SOLO UN RIEGO AL AÑO
Los jardines eternos reciben ese nombre porque las plantas que contienen pueden vivir durante muchos años sin apenas riegos, ya que ellos mismo realizan el ciclo del agua en su interior, de este modo las plantas de su interior reciben todos los días la dosis de agua y/o humedad suficiente para sobrevivir. Por normal general, el jardín eterno necesita entre un al año, esto dependerá de la hermeticidad de nuestro jardín eterno, ya que un jardín eterno con tapa de cristal es menos hermético que un jardín eterno con tapa de corcho y del lugar en el que lo hayamos colocado, temperatura y humedad del lugar.

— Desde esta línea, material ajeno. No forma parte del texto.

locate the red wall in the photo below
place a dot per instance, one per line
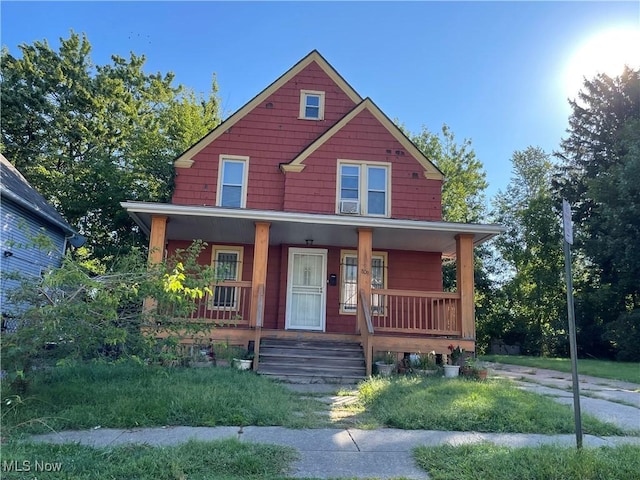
(269, 136)
(406, 270)
(272, 136)
(364, 138)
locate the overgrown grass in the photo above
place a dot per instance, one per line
(486, 461)
(626, 371)
(131, 395)
(218, 460)
(464, 405)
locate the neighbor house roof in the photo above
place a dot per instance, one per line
(15, 187)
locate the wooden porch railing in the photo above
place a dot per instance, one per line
(365, 326)
(259, 324)
(230, 303)
(406, 311)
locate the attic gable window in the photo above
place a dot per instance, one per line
(311, 105)
(232, 181)
(363, 188)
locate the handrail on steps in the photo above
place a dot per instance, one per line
(366, 332)
(366, 308)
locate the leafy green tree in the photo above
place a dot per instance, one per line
(599, 163)
(90, 136)
(87, 309)
(534, 310)
(463, 191)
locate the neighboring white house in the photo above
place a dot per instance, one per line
(25, 214)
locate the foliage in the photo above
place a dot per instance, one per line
(465, 179)
(546, 462)
(624, 334)
(456, 354)
(228, 459)
(456, 404)
(533, 307)
(599, 167)
(388, 358)
(425, 361)
(91, 136)
(85, 309)
(129, 394)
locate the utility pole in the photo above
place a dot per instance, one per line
(568, 241)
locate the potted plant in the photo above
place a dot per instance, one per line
(425, 363)
(475, 369)
(387, 364)
(452, 369)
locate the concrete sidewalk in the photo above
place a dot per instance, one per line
(329, 453)
(386, 453)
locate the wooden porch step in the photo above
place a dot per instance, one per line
(312, 361)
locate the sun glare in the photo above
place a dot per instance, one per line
(605, 52)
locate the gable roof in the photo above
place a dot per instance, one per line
(430, 170)
(15, 187)
(185, 160)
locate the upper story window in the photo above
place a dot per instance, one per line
(364, 188)
(232, 181)
(311, 105)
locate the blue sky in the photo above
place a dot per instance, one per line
(493, 71)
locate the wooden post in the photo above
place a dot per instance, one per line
(365, 246)
(157, 239)
(259, 275)
(465, 282)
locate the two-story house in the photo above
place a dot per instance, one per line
(326, 220)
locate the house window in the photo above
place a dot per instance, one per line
(363, 188)
(227, 262)
(311, 105)
(232, 181)
(349, 278)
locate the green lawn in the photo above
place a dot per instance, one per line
(216, 460)
(130, 395)
(626, 371)
(488, 461)
(466, 405)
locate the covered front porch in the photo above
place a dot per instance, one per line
(381, 319)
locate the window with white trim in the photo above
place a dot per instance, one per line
(232, 181)
(311, 105)
(349, 278)
(363, 188)
(227, 262)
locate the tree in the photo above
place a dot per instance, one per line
(88, 137)
(532, 249)
(89, 310)
(463, 198)
(599, 163)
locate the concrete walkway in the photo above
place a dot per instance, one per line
(386, 453)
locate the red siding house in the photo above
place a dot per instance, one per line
(327, 221)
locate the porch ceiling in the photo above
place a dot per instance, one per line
(225, 225)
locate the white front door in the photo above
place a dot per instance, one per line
(306, 289)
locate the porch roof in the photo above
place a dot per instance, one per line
(232, 225)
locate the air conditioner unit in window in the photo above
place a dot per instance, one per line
(349, 206)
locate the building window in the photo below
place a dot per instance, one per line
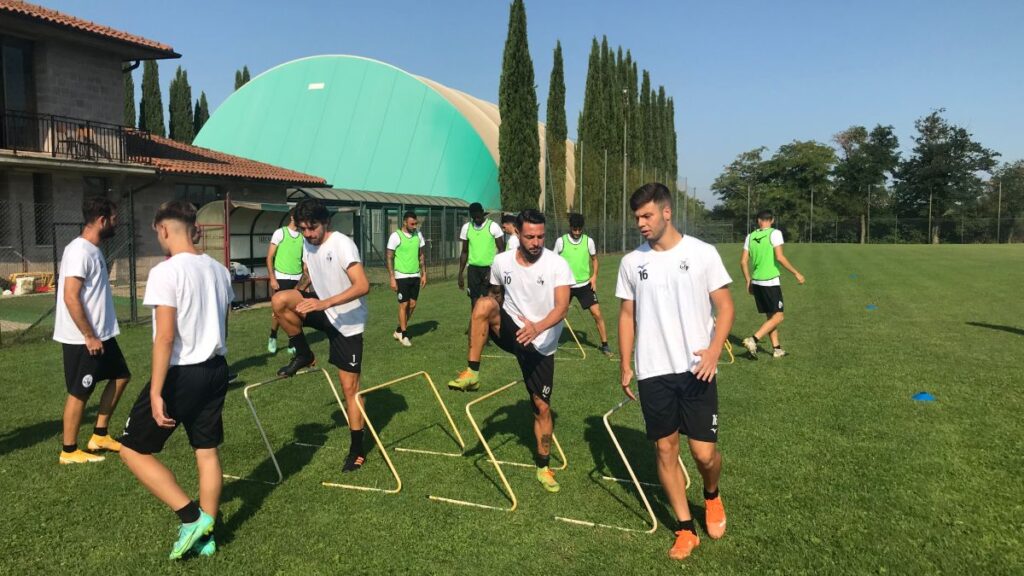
(42, 198)
(199, 195)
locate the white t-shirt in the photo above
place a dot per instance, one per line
(84, 259)
(496, 231)
(392, 244)
(591, 247)
(328, 265)
(200, 288)
(276, 239)
(776, 240)
(670, 292)
(529, 291)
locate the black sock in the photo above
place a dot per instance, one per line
(300, 344)
(356, 447)
(188, 513)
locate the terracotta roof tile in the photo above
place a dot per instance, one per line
(173, 157)
(59, 18)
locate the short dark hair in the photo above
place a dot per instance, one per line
(311, 210)
(528, 215)
(179, 210)
(651, 192)
(95, 207)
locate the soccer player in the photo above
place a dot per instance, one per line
(668, 287)
(511, 236)
(764, 248)
(284, 265)
(481, 239)
(338, 309)
(526, 323)
(190, 296)
(581, 252)
(86, 324)
(408, 272)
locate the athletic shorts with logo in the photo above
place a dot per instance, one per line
(478, 281)
(538, 370)
(83, 371)
(680, 402)
(194, 397)
(768, 298)
(346, 352)
(409, 289)
(585, 295)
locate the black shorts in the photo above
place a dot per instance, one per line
(194, 397)
(585, 295)
(768, 298)
(538, 370)
(346, 352)
(83, 371)
(478, 281)
(409, 289)
(680, 402)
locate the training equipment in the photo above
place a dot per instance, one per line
(633, 479)
(247, 392)
(495, 461)
(380, 445)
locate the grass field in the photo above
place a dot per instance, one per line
(829, 467)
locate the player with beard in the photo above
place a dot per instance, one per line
(525, 322)
(85, 324)
(338, 309)
(668, 287)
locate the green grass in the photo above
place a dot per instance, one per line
(829, 466)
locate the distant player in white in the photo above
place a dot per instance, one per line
(668, 287)
(525, 322)
(338, 309)
(190, 296)
(85, 324)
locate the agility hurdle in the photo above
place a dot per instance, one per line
(247, 392)
(633, 479)
(495, 461)
(380, 444)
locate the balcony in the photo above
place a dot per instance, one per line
(72, 138)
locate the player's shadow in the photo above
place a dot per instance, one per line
(29, 436)
(1010, 329)
(252, 494)
(421, 328)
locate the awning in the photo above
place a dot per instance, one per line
(364, 197)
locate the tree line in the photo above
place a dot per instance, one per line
(947, 176)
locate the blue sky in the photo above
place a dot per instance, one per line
(743, 74)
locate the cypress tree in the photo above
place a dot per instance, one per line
(202, 114)
(129, 117)
(556, 134)
(151, 109)
(518, 145)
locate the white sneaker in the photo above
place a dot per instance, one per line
(751, 345)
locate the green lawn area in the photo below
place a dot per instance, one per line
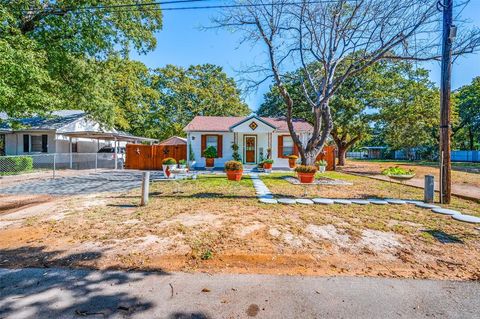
(420, 163)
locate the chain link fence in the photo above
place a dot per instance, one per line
(22, 164)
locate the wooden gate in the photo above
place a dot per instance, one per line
(328, 154)
(150, 157)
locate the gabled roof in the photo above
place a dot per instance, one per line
(58, 119)
(225, 123)
(253, 117)
(174, 140)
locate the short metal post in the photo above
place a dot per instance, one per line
(71, 155)
(54, 164)
(429, 190)
(145, 188)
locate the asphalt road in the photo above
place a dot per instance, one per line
(63, 293)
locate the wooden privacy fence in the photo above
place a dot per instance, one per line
(139, 156)
(328, 154)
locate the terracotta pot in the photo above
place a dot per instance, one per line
(306, 178)
(234, 175)
(292, 162)
(209, 162)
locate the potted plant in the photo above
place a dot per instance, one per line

Los indicadores que nos facilitarán el saber cuando necesitamos regar nuestro jardín eterno son los siguientes:
- El musgo: no está húmedo o comienza a amarillear.
- La tierra: alrededor de la planta principal esta más bien seca.
- El cristal: no observamos la condensación suficiente en el cristal.

Para regar nuestro jardín eterno debemos de tener en cuenta que el aporte de agua se debe de hacer en las zonas de grava o en las zonas de tierra en las que se encuentran las plantas principales, nunca encima del musgo, ya que este se puede llegar a pudrir por exceso de humedad.
Se aconseja utilizar siempre agua embotellada o agua de la lluvia, ya que al agua del grifo para que sea potable se le añade cloro y es posible que tenga mucha cal, puediendo ser perjudicial para las plantas. En el caso de no tener otra opción, debemos dejarla reposar entre 12-24 horas.